Improving gas/particle flow deflection and asymmetric combustion of a 600 MWe supercritical down-fired boiler by increasing its upper furnace height

• Published in: Energy (Oxford) Vol. 127; pp. 581 - 593
• Main Authors: Kuang, Min, Zhu, Qunyi, Ling, Zhongqian, Ti, Shuguang, Li, Zhengqi
• Format: Journal Article
• Language: English
• Published: Elsevier Ltd 15.05.2017
• Subjects: Asymmetric combustion; Down-fired boiler; Flow-field deflection; Upper furnace height; Asymmetric combustion; Down-fired boiler; Flow-field deflection; Upper furnace height
• ISSN: 0360-5442
• DOI: 10.1016/j.energy.2017.04.002

A solution characterized by lengthening its short upper furnace was put forward for improving the gas/particle flow deflection and asymmetric combustion within a 600 MWe supercritical down-fired boiler. Based on the present design dimensionless upper furnace height CH2 = 0.864, upper furnace was lengthened in turn to CH2 = 1.00, 1.125, and 1.263 so as to form four comparable settings. Accordingly, cold-modeling gas/particle flow experiments and numerical simulations on coal combustion were performed at these settings for confirming the solution and meanwhile recommending a reasonable CH2 setup. Moreover, real-furnace measurements, used to confirm the numerical simulation validity, were carried out under normal full load.

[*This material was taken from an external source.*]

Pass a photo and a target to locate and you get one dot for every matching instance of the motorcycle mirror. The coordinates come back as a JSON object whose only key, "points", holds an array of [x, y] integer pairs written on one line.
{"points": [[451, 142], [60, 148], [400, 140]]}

Results at the design setting (CH2 = 0.864) show shat a severely deflected gas/particle flow field appears, with (i) the downward gas/particle flow penetrating much deeper in the front-half side than in the rear-half side and (ii) the upward flow fully deflecting towards the front-half side. Consequently, a bad asymmetric combustion pattern with gas temperatures being much higher in the rear-half side than in the front-half side (temperature gap reaching about 300–600 °C) develops, generating poor burnout and high NOx emissions. Additionally, the simulated results are consistent well with the acquired real-furnace data. In comparison with cold-modeling gas/particle flow experiments, the simulated downward gas/particle flow penetrates clearly shallower in a hot environment. Lengthening upper furnace apparently weakens both the experimental and simulated flow-field deflection and meanwhile improves the asymmetric gas velocity distribution in the upper furnace. As CH2 increases to 1.125 and 1.263, both the experimental and simulated flow-field symmetries are acceptable, accompanied by symmetrical gas velocity distribution in the upper furnace, improved burnout rate, and lowered NOx emissions. A comprehensive consideration of symmetrical combustion, high burnout rate, relatively low NOx emissions, and controlled cost for lengthening upper furnace suggests that a reasonable CH2 should be set at 1.125. •Lengthening upper furnace was used to improve down-fired boiler's asymmetric combustion.•The solution's availability was experimentally and numerically confirmed.•A reasonable upper furnace height was recommended for new down-fired boiler designs.